This is because blockchain was replacing their role as keepers and carriers of money and they are afraid of losing their relevance.

If you can’t beat them, join them!

Because of this fear, some banks have embraced cash from crypto transactions, connecting the regulated cash industry with the unregulated crypto industry.

In 2018 alone, nearly $1b was lost to hacking in the unregulated crypto industry, a large increase from the $266m lost in 2017.

We expect that this trend will continue as more people shift to cryptocurrencies.

This increased volatility will then drag the banks that interface between crypto and cash.

The Difference in Dharma of Crypto and Cash

Although the technology in crypto exchanges is a bit different from the crypto transfer mechanisms in banks, the core principles are the same — both rely on encryption to secure financial data which is then exposed in order to be more readily accessible.

In other words, the new system sacrifices security, a core quality or dharma of the banking industry, for speed and low cost, a core quality or dharma of the IT industry.

By losing its core gradually, the banking system will also gradually lose its real relevance and go out of its dharma, creating a risk of its implosion in the future (something bad or adharmic*), most likely through overtrading.

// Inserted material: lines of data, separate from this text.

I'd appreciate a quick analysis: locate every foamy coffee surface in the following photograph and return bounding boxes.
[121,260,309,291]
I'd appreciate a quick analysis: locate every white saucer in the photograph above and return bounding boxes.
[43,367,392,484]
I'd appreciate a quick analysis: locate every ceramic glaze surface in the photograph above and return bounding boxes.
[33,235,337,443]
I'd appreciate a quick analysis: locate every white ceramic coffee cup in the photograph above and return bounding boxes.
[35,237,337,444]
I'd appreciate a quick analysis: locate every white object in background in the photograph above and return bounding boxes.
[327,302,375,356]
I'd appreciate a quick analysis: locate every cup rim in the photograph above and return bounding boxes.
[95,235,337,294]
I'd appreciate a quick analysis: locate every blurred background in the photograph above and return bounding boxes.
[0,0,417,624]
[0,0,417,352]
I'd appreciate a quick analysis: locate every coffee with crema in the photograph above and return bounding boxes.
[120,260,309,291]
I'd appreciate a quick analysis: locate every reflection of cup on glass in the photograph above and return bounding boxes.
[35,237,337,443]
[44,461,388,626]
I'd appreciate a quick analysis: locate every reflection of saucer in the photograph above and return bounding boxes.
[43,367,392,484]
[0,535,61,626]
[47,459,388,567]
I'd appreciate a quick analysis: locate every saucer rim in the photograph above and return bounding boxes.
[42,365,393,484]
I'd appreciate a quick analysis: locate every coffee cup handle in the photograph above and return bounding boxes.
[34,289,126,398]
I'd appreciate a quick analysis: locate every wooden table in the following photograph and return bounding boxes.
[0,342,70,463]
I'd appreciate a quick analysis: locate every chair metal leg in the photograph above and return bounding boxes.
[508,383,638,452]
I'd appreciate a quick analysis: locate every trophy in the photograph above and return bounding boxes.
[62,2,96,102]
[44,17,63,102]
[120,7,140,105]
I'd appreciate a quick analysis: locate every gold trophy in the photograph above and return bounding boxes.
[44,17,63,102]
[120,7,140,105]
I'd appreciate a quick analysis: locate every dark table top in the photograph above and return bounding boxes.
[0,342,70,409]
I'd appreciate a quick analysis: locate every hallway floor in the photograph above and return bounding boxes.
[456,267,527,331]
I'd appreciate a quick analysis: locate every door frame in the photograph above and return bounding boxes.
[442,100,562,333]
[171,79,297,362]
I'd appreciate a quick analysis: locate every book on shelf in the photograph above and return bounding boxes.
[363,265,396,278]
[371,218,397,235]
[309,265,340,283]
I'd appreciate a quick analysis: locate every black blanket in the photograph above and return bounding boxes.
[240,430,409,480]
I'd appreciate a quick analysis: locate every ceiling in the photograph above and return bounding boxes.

*In eastern philosophy, there is no good or bad, just dharmic or adharmic

Our economic model has factored this in way back in 2013 and has predicted a future year when this will likely happen, just as it correctly predicted a financial anomaly happening in Q4 of 2017 to Q1 of 2018.

Update March 2023: Collapse of Crypto Banks and the Solution

As predicted, the banks that entered the crypto fray imploded due to the difference in dharma.

Silvergate Bank collapsed in March 2023 after the FTX collapse. Around 90% of the bank’s deposits were from crypto holders.

Silicon Valley Bank collapsed from the downturn in venture capital from the rise in interest rates.

You could say that quantitative easing increased money supply unnaturally which led to speculative behavior into crpyto and startups.

Supereconomics solves the crash from speculative behavior by establishing a moneyless system as a counterweight or competition to the financial system.

Unlike the financial system that uses interest rates, the moneyless system uses a markup in every transaction.